5. Ceza Dairesi Esas No: 2012/14385 Karar No: 2014/1832 Karar Tarihi: 20.02.2014
Zimmet - Yargıtay 5. Ceza Dairesi 2012/14385 Esas 2014/1832 Karar Sayılı İlamı
Özet:
Sanık, bir kamu kurumunda tahakkuk memuru olarak çalışırken, gerçek dışı gece zamları tahakkuk ettirerek, işçilere ödeme yaptı ve fazla tahakkuk eden paraları kendisine ve emekli personelin banka hesaplarına yatırdı. Mutemet sanık da kesilen fazla tahakkuk eden bir tutarı çekerek suça iştirak etti. Mahkeme, suça konu paraların görevi dolayısıyla teslim edilmediği, muhafaza ve gözetim sorumluluğunun olmadığı, yasal tevdii unsurunun gerçekleşmediği için zimmet suçunun oluşmadığına karar verdi.
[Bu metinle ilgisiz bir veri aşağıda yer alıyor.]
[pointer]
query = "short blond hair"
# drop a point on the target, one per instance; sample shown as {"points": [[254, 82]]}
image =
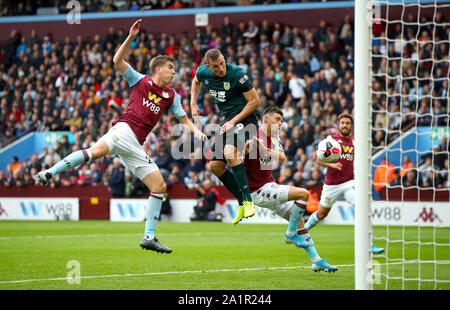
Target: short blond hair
{"points": [[159, 60]]}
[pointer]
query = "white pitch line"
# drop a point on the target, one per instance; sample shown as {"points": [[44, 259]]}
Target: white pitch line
{"points": [[161, 273], [130, 235]]}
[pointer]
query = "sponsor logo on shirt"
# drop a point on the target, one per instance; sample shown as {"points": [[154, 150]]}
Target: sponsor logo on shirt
{"points": [[219, 95], [243, 79]]}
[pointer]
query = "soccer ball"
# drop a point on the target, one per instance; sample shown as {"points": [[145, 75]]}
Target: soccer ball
{"points": [[328, 150]]}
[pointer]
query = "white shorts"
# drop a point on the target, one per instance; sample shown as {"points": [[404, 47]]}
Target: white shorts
{"points": [[274, 197], [330, 193], [122, 141]]}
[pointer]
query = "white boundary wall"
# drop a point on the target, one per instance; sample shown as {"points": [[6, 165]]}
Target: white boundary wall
{"points": [[39, 208]]}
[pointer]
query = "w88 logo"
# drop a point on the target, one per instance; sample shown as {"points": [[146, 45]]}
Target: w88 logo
{"points": [[151, 105]]}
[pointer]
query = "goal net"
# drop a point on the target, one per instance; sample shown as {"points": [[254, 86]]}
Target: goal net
{"points": [[409, 148]]}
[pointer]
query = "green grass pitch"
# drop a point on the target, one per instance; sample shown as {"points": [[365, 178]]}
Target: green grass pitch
{"points": [[206, 256]]}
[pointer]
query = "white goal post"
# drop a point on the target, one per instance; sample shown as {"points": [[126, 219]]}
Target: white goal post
{"points": [[401, 111], [362, 119]]}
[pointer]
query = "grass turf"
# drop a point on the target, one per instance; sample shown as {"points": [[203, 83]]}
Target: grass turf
{"points": [[206, 256]]}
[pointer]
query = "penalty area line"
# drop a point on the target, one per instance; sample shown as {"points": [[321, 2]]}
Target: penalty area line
{"points": [[162, 273]]}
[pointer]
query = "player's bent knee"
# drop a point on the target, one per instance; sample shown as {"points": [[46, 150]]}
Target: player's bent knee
{"points": [[158, 188], [303, 195], [230, 153], [322, 213], [217, 167], [99, 150]]}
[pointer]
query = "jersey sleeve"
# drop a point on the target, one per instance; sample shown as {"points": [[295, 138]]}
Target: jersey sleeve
{"points": [[176, 107], [200, 73], [132, 76], [244, 82], [277, 146]]}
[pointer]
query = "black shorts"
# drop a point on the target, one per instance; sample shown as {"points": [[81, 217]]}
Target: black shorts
{"points": [[237, 136]]}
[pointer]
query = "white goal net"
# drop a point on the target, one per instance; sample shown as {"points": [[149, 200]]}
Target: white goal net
{"points": [[410, 134]]}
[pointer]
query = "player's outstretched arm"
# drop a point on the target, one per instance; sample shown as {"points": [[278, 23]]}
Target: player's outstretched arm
{"points": [[119, 62], [337, 166], [195, 92]]}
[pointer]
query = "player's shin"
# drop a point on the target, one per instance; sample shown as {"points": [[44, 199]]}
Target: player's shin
{"points": [[152, 213], [71, 161], [312, 221], [241, 180], [297, 211], [310, 250], [230, 183]]}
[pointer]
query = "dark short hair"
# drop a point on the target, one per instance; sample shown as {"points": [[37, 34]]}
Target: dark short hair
{"points": [[345, 115], [271, 110], [212, 54], [159, 61]]}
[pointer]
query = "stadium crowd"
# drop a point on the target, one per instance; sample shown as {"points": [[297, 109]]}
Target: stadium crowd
{"points": [[71, 85], [30, 7]]}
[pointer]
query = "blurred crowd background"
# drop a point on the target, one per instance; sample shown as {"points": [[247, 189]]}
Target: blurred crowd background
{"points": [[71, 85]]}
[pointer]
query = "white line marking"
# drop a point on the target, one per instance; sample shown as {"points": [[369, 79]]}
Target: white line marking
{"points": [[133, 235], [163, 273]]}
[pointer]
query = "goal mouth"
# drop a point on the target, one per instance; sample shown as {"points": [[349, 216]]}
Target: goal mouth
{"points": [[409, 150]]}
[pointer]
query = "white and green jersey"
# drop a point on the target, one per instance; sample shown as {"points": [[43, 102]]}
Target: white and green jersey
{"points": [[227, 91]]}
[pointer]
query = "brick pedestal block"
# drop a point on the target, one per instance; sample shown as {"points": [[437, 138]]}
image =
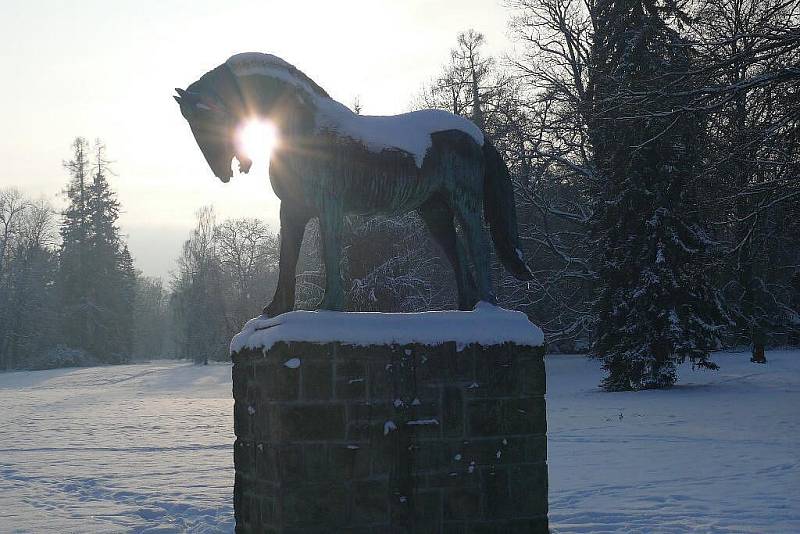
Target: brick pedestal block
{"points": [[390, 439]]}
Ancak zincirleme dolandırıcılık suçu oluştuğu için sanıklar mahkum edildi. Sahtecilik suçu 15 yıllık, dolandırıcılık suçu 7 yıl 6 aylık asli ve ilave dava zamanaşımına tabi oldu. Karar, yeniden yargılamayı gerektirmediğinden sanıkların açılan kamu davalarının zamanaşımı nedeniyle düşürülmesine karar verildi. Kanun maddeleri ise TCK'nin 247, 339/1, 504/7, 102/3, 104/2, 5320 sayılı Yasanın 8/1. ve CMK'nın 223/8. maddeleridir.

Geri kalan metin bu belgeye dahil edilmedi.